Therefore, we have the following:
Two kinds of measurers (2): machine and person
Three kinds of machines (3): 3 machines
Three kinds of software (3): 3 different programs
N = 40-50 subjects, based on power analysis.
Approximately 30+ anthropometric measurements.
Regarding the idea of a three-level nested ANOVA. What I don't understand how to account for is the comparison the person measurements (direct anthropometry). Removing the person, a simple 2-level nested ANOVA falls out and it's straightforward to
However, we'd like to be able to examine the variance of every software on every kind of scanner along with the direct anthropometry. In turn, we'd also like to be able to examine individual measurements from the scanners and software and compare them to
individual direct measures.
I had thought we could do the following 2 analyses: (1) Run a 2-level nested ANOVA on scanners and software and then (2) Run three coefficients of partial correlation (we have to account/control) for body proportion, etc) on groups of software
measurements by scanner and the direct anthropometry.

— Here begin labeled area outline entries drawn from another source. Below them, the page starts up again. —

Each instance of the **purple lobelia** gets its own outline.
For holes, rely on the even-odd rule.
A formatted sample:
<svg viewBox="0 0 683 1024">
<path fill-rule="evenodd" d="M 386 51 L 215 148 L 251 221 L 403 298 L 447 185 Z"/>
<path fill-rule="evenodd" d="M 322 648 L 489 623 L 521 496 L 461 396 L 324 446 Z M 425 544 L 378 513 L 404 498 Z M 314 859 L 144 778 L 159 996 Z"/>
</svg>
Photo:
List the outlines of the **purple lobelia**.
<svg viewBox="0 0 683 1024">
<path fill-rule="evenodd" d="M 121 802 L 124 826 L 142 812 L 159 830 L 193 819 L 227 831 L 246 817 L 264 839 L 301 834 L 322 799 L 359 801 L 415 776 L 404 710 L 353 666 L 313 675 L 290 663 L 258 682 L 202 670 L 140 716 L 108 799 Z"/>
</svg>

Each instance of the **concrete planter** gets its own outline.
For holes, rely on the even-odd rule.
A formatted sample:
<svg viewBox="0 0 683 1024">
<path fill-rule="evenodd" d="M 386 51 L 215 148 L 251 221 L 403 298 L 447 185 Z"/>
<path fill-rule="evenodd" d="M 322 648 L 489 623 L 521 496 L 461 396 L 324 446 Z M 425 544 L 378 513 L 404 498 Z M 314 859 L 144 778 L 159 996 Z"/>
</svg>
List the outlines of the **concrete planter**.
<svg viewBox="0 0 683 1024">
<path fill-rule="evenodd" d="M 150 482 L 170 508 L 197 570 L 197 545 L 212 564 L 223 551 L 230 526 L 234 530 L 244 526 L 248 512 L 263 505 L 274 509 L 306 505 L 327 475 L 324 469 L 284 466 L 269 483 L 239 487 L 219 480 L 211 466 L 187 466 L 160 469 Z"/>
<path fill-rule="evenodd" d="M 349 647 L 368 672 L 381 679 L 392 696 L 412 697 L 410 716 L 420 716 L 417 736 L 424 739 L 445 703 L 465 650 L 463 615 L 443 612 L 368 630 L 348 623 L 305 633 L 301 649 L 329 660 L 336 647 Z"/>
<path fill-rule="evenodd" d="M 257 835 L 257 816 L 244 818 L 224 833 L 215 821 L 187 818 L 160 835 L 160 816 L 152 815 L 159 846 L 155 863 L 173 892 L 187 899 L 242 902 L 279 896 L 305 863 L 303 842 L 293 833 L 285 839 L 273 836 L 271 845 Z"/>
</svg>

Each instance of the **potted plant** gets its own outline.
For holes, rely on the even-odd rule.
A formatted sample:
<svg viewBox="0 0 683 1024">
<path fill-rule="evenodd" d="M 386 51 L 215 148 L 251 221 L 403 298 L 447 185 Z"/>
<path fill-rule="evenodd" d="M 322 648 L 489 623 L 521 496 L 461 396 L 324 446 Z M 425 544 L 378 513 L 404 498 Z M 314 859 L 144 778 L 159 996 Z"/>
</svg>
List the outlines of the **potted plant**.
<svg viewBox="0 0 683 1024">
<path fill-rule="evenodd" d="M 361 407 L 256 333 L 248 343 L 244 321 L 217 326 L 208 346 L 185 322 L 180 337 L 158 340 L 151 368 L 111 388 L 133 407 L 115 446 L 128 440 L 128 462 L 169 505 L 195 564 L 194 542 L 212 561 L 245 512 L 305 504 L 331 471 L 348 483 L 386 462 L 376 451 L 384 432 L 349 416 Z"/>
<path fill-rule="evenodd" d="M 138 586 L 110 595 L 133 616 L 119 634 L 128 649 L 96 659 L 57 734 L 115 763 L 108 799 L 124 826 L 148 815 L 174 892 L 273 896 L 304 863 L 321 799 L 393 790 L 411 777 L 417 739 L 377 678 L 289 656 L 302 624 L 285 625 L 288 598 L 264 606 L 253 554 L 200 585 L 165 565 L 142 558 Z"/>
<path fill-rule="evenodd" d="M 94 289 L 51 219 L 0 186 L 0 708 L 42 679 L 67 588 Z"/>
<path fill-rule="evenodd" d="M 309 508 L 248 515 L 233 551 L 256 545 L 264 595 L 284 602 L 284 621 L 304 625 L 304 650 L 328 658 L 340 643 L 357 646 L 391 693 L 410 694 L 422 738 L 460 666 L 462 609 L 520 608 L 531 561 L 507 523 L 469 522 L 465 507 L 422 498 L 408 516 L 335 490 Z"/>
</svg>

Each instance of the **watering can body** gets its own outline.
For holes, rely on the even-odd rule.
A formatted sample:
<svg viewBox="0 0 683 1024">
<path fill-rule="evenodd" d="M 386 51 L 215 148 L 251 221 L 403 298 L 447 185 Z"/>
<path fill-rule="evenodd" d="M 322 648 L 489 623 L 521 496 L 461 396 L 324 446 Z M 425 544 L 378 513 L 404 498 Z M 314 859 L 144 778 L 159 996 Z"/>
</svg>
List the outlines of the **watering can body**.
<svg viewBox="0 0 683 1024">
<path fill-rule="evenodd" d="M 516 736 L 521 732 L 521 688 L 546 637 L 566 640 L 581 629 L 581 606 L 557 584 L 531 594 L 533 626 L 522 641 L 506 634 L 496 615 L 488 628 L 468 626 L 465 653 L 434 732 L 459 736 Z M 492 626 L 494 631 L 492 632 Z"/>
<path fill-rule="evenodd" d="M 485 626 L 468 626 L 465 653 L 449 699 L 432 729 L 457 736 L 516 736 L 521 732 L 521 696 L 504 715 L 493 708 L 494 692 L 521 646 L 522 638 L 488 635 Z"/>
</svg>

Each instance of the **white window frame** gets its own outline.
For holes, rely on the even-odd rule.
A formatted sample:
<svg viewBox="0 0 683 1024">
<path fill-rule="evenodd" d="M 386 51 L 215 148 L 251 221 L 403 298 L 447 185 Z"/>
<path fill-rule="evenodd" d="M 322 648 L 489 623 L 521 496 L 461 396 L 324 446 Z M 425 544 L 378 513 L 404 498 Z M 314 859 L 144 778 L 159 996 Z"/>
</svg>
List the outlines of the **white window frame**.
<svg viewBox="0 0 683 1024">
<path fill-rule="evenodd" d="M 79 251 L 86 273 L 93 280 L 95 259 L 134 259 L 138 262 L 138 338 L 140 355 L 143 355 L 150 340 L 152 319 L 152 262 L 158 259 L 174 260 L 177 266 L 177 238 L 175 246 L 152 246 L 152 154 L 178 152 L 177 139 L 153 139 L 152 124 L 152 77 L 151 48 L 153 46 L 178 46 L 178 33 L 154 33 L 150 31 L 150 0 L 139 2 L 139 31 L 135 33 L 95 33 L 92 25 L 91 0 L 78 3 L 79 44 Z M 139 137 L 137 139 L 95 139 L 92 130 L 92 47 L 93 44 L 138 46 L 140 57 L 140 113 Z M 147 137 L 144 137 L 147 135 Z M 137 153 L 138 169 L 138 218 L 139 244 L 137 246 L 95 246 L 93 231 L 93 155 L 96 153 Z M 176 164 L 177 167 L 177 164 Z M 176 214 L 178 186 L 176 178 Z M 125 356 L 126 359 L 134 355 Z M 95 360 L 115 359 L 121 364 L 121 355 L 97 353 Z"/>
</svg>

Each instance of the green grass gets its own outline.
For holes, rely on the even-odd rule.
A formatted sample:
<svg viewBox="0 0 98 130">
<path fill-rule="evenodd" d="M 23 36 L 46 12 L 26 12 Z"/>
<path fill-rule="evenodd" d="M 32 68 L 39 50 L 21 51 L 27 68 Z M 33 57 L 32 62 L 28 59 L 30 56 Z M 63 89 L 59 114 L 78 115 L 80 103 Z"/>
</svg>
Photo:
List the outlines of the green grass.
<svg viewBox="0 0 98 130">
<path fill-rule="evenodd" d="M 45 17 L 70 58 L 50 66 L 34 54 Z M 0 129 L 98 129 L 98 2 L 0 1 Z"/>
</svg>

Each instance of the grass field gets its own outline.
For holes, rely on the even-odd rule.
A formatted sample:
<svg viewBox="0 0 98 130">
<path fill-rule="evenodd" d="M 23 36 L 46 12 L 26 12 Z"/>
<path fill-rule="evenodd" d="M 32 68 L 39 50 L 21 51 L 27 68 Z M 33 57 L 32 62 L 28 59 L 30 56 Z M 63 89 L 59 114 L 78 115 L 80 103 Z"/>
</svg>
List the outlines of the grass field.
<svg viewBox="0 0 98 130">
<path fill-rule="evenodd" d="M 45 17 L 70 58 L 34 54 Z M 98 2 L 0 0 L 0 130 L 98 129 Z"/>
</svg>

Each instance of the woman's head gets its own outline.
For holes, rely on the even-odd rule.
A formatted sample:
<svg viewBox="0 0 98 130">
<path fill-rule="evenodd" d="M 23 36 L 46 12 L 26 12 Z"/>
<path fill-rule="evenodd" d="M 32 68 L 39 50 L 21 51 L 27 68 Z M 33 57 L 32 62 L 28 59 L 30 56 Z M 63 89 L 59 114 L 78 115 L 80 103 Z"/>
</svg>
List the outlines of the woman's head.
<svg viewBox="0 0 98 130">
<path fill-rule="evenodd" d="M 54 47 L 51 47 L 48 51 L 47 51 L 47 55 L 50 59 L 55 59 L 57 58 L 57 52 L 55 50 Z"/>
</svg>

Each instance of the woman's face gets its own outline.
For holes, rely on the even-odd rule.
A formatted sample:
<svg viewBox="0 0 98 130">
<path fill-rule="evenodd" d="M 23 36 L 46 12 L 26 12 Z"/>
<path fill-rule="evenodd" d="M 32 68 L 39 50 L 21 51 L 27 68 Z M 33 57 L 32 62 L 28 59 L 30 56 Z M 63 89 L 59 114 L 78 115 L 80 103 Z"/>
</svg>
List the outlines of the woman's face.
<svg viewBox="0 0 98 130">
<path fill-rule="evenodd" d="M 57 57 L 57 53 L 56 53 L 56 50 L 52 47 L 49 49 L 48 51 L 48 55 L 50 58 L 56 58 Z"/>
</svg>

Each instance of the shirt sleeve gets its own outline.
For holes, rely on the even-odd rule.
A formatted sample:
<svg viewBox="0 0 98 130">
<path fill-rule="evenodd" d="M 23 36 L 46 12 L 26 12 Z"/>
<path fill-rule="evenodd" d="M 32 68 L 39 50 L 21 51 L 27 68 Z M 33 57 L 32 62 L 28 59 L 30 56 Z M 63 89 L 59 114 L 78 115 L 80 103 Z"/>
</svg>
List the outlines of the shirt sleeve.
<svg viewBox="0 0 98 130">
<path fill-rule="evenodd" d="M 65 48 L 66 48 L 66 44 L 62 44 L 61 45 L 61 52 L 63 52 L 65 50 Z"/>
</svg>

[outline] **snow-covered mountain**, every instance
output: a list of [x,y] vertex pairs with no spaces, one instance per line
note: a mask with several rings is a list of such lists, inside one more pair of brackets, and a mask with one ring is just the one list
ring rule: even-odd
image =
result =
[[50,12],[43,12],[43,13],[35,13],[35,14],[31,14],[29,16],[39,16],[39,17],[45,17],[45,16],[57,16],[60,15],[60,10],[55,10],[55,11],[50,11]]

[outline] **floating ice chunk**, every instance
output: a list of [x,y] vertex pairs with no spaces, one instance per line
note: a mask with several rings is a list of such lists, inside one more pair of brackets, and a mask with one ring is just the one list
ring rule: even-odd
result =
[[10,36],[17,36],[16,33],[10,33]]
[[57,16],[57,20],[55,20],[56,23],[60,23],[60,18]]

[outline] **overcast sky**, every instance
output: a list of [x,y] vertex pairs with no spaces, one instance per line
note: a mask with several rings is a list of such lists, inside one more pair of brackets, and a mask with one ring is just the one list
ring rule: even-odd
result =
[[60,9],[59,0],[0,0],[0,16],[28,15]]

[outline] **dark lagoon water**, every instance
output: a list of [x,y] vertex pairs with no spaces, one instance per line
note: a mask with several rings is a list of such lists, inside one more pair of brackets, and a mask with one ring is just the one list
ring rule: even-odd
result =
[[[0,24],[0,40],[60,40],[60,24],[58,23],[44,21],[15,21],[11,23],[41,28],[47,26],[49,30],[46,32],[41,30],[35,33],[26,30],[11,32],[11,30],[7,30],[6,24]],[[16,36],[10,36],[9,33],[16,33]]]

We have the follow table drawn up with this in mind for the first analysis (1):
Machine (scanner A,B,C): A B C
Software (a,b,c): aA bA cA aB bB cB aC bC cC
For the second analysis (2), we intend to calculate three coefficients of partial correlation using each group of measurements (aA,bA,cA), (aB,bB,cB), (aC,bC,cC), our calculation of body proportion, and the direct anthropometry.
We're not sure if this is the best method for analyzing the data, and wanted some input and hopefully some kind of blessing. J
Thank you all in advance for any time, effort, and consideration!
Eric Lauer and Co.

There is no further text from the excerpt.